So what are the bottom line lessons we’ve learned? 

  1. Always assume a house is going to cost you a lot more than just a monthly payment plus utilities. There are a host of both planned and unplanned expenses, especially in the first year, when it can feel like you’re hemorrhaging money. Make sure you’ve got savings. 
  2. Plan out optional expenses as much as possible and wait for sales. For example, we waited to buy our couch, side chair, and desk until the online shop had a 20 percent off sale. 
  3. Do what you can yourself. I painted the living room accent walls and guest bathroom myself, saving the cost of a professional painter. But for our master bedroom, which has a vaulted ceiling, I decided to call in a pro. 
  4.  Get a home warranty during the home buying process. While they wouldn’t cover the electrical fixes we needed to have done, it is comforting to know they would cover things like a broken pipe or a leaky roof. 

Do you have lessons you’ve learned during the home buying process? Leave us a comment below with your wisdom.

 

6 Comment

  • What great information Leah! I need to do a follow up on what it is like to sell for the first time!

  • Good points. I will add that you should always calculate the property taxes based upon the purchase price of the house. Any decent realtor or mortgage person should be advising the same.

    Also, being “house poor” is not always a bad thing, assuming income is rising. If you are not at peak income, then what makes you “house poor” today may not be the case in a few years. If you can buy a property that fits your current and future needs below your “max”, then that’s great. However, if not, don’t assume you will be able to “trade-up” to a house that fits your future needs – rising property values shut many people out of larger homes, better schools, ect.. Sometimes its better to stretch now to buy a property that meets your needs for the next 10+ years rather than assume that you can afford the upgrade later.

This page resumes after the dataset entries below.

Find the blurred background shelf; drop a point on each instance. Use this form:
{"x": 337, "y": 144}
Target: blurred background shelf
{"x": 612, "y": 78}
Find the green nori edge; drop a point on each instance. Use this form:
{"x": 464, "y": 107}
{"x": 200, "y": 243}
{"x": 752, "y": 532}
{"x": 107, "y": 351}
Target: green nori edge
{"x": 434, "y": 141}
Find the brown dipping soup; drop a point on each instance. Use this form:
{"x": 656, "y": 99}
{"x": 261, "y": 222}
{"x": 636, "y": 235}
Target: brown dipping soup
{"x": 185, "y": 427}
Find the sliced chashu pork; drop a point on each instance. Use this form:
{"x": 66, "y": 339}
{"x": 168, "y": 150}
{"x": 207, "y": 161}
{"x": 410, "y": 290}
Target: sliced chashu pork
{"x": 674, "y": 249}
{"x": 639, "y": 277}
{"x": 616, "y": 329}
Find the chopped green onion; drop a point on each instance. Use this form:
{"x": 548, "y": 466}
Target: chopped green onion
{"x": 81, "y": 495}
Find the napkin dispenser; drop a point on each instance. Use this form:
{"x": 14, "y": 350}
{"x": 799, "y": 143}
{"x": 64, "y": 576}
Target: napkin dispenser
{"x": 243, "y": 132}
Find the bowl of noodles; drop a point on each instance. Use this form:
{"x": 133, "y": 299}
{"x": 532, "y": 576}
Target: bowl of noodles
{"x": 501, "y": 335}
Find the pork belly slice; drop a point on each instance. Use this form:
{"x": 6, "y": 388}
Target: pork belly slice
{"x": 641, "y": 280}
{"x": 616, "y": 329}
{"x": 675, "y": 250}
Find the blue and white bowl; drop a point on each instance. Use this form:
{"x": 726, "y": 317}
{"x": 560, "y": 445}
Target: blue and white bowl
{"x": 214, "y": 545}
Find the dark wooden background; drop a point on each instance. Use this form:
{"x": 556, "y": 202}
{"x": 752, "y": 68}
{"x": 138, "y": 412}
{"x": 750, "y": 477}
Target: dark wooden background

As the past few years has shown, that is increasingly unlikely (absent a housing correction).

  • Great post…did you consider going back to the seller for the shortfall on the taxes assessed? If the final bill was indeed higher than estimated one year ago, you can get their portion from them. As for the shortfall collected, you will still have to deal with that, but the other part could be a couple hundred dollars back in your pocket.

    • It is easier said than done to collect from a seller on a shortfall. Just because it’s in the contract does it mean a seller will even egg knowledge much less comply with their obligation. Recently went through the same thing myself and ended up eating over $800 of the sellers share of a shortfall.

      • One more thing…
        Beware of buying from a flipper because there probably won’t be a homeowners exemption on the property and the taxes for the first year will be higher. In order to qualify for a homeowners exemption, you must be in the house on January 1 of a given tax year. This isn’t as big a consideration if you were buying a house towards the end of the tax year as it is if you were buying a house early in a tax year.

  • Tax increase cant legally go up that much in one year Sounds like something more to that story.